28 is not even close to 16; that is ballsy of that program to be so flagrant about it. Keep playing with fire long enough and eventually they will be burned.

It will also eventually come back and reflect poorly on your program, so I would report it to your program director and let him/her sort it out. Your program shouldn't be letting other services abuse their interns.

But no, I don't think reporting the violations to the surgery department will accomplish anything other than making life miserable for yourself.

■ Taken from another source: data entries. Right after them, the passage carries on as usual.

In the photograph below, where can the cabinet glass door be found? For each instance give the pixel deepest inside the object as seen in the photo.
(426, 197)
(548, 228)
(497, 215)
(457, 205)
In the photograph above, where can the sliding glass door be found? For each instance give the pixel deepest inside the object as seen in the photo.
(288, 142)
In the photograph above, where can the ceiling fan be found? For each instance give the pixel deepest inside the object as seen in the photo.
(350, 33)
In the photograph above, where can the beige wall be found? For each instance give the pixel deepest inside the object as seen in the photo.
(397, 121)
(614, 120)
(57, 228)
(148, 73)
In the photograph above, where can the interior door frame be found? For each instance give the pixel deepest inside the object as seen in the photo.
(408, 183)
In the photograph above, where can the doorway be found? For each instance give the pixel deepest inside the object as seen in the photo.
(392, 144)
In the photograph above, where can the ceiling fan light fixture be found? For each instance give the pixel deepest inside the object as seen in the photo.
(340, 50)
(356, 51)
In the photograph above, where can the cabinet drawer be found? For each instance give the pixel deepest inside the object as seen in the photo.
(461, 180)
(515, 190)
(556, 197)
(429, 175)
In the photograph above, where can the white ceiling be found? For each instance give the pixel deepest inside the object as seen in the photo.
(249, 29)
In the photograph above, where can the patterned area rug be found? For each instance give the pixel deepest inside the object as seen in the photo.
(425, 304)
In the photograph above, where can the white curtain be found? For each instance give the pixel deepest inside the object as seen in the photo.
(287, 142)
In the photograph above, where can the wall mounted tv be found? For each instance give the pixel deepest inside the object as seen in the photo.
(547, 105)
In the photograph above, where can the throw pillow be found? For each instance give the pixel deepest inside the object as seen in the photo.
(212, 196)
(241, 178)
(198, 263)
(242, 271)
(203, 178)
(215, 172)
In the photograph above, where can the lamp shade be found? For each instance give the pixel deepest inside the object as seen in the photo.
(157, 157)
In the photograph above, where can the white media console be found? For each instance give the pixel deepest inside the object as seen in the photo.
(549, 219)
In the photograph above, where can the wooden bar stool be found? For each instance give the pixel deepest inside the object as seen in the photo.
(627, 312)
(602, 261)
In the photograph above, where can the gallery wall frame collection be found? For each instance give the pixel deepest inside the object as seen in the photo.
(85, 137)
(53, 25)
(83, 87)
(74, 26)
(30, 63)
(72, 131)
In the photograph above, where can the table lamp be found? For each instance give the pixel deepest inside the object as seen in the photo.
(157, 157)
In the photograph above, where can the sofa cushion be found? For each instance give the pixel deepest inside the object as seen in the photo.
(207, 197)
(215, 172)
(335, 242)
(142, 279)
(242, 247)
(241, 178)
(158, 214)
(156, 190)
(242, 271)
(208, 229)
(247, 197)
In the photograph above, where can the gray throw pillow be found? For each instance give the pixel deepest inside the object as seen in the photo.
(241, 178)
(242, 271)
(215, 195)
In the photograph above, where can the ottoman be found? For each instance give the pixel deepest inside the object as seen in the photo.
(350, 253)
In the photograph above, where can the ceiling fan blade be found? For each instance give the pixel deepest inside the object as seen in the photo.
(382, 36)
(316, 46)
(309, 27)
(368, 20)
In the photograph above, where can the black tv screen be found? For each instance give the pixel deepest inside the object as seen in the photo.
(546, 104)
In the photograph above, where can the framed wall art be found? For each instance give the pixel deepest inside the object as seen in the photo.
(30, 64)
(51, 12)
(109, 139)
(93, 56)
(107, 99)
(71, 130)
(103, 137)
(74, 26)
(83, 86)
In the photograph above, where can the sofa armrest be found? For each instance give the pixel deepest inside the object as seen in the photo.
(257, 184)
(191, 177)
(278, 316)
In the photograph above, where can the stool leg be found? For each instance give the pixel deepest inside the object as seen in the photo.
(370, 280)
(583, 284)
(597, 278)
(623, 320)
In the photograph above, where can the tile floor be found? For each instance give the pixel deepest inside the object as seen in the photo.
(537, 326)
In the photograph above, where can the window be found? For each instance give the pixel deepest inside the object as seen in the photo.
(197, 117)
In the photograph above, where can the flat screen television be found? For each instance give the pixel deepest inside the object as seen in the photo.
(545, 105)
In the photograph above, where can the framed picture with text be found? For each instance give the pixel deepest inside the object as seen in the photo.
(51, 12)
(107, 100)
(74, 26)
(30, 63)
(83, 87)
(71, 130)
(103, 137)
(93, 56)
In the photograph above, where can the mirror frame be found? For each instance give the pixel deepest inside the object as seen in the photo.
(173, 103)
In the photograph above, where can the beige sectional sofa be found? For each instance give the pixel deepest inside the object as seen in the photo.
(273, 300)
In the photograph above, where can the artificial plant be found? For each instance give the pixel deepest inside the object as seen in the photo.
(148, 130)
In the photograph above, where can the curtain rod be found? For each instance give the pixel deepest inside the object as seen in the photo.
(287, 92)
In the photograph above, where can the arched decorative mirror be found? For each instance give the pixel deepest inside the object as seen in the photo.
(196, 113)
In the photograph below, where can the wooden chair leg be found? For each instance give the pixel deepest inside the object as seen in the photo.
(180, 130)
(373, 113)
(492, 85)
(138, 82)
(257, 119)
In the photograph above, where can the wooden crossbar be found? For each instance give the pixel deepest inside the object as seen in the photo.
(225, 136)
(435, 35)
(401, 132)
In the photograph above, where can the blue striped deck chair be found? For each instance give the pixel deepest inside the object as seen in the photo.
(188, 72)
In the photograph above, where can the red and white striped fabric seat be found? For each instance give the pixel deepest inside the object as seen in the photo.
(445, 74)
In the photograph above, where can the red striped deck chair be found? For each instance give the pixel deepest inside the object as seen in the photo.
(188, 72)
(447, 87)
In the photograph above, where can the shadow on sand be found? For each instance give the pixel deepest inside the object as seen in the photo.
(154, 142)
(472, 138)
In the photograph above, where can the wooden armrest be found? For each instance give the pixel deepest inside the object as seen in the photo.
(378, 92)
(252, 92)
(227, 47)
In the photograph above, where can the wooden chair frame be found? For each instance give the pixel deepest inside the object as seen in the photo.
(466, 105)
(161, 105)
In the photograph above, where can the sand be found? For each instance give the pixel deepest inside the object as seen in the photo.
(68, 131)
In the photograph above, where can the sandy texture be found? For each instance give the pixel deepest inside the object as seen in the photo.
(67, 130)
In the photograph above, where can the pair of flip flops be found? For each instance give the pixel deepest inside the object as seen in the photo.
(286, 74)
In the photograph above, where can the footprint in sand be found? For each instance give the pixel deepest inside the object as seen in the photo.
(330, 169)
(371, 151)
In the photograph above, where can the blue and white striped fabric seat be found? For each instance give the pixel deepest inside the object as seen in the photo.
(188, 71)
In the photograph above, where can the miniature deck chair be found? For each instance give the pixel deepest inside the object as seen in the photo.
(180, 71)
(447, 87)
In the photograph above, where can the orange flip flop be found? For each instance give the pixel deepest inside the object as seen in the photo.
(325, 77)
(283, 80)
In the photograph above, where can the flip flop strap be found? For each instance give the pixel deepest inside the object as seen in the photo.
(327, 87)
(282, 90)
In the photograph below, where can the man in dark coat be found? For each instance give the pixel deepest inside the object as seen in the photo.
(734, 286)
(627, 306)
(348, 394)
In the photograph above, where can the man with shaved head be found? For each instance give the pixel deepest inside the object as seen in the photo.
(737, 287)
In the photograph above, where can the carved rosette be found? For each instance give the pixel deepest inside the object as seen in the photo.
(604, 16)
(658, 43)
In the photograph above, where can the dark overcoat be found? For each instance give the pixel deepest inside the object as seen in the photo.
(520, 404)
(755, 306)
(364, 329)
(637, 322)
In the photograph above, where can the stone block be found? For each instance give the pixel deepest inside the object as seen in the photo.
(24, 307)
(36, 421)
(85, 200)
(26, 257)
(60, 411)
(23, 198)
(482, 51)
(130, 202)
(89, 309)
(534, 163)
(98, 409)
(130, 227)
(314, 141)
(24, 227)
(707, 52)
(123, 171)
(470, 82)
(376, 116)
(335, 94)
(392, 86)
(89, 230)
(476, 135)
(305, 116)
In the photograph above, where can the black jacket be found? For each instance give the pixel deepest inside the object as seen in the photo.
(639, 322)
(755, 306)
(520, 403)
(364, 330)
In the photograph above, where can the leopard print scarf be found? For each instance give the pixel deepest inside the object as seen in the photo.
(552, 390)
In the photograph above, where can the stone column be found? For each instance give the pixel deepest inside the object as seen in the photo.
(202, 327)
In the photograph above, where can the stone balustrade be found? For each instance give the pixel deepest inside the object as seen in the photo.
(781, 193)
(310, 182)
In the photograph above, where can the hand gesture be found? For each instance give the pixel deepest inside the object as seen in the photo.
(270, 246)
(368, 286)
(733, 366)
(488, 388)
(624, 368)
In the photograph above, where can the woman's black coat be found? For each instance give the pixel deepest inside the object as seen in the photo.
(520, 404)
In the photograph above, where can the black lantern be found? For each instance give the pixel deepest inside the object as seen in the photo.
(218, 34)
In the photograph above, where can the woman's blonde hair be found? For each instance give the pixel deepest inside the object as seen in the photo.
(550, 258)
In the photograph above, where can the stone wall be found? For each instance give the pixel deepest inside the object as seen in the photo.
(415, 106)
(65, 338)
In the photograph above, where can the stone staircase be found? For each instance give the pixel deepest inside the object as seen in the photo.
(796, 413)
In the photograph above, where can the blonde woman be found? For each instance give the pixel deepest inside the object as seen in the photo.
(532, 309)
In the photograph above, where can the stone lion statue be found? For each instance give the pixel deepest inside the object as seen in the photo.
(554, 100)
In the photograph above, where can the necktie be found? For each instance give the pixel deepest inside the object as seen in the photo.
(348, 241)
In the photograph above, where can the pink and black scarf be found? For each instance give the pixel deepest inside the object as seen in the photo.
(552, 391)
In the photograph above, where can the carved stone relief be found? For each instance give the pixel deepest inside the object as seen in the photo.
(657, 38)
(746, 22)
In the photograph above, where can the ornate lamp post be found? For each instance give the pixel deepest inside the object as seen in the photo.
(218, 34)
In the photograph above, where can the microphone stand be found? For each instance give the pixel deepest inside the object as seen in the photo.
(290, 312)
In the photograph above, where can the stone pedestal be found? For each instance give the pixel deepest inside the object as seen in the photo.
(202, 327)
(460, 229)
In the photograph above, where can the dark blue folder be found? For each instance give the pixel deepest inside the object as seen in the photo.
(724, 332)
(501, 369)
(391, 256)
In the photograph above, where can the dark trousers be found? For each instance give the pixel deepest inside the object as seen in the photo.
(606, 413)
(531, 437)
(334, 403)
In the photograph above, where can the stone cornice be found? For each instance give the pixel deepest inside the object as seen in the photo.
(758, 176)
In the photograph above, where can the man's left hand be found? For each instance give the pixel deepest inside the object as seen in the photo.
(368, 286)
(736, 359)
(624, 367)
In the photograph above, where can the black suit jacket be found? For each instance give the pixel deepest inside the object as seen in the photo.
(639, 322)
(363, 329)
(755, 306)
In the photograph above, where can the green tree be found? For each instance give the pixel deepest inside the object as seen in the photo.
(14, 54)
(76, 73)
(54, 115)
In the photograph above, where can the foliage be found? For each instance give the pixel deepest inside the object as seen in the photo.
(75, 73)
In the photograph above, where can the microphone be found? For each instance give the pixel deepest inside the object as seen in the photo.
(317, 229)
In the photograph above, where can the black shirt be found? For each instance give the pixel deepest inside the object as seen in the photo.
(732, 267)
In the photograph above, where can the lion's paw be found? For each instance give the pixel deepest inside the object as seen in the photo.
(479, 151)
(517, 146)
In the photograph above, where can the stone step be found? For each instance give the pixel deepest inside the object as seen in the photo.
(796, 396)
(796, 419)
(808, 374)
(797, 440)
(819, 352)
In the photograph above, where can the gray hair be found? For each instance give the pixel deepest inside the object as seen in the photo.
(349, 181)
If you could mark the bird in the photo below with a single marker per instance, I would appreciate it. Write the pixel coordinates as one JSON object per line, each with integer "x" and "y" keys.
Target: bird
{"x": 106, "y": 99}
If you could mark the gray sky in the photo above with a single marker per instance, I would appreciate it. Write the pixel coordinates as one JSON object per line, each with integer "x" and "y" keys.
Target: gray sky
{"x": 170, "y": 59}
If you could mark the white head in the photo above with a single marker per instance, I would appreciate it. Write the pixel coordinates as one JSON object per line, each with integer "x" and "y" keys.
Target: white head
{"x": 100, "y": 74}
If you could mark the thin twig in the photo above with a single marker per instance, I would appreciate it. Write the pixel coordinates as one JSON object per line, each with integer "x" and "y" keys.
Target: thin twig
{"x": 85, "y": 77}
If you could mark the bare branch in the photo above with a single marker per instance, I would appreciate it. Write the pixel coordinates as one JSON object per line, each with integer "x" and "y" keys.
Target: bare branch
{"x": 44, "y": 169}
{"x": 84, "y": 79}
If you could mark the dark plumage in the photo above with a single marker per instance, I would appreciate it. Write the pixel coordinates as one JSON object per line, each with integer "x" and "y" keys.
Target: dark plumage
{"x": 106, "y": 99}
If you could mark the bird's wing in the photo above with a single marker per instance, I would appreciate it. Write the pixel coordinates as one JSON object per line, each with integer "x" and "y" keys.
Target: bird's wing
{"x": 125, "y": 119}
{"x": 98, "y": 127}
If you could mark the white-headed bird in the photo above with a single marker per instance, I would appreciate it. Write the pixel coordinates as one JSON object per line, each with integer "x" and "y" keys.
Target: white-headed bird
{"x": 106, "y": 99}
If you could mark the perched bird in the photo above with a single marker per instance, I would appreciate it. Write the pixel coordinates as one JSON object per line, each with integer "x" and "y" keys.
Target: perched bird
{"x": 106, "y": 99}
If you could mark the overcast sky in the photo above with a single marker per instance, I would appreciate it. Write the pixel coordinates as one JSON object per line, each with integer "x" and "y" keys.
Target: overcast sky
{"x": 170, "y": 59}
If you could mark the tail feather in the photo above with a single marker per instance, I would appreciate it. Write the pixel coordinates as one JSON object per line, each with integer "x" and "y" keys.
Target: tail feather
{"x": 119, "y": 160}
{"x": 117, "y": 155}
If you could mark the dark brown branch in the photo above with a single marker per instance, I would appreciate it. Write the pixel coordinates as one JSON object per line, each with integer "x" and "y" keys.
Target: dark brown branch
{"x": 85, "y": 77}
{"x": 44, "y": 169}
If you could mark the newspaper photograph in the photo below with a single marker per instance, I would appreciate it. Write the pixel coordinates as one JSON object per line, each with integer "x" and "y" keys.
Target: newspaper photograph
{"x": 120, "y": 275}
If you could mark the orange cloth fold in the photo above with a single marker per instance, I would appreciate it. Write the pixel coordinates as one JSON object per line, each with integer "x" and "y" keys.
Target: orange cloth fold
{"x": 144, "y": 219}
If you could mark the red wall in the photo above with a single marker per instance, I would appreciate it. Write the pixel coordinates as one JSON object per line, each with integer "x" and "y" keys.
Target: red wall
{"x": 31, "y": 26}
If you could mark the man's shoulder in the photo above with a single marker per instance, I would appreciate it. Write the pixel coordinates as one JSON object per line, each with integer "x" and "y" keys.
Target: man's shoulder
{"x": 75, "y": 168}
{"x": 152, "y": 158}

Yep. I was in a not so dissimilar situation about this time last year. I reported my actual hours and my PD and I sat down. PD took care of it, but the other surgical residents hated me for "not being a team player." IMO, it wasn't worth it. I saw only two benefits from it, one my program wasn't going to be on the hook for me lying about my hours (remember, the surgical program won't take the hit, YOUR program is at risk because of YOUR hours OP) and two, I made it clear that I wasn't going to do something I thought to be wrong from day one. It was the right thing to do, but it made the year harder for me than it had to be and I felt I was constantly having to prove myself.
 
I wouldn't fudge numbers, but I wouldn't report it either. Just record your actual hours, and when acgme says you're in violation choose a justification. Some rotations are just more demanding than others. And acgme and your PD need to know true hours you are there both for program needs and liability.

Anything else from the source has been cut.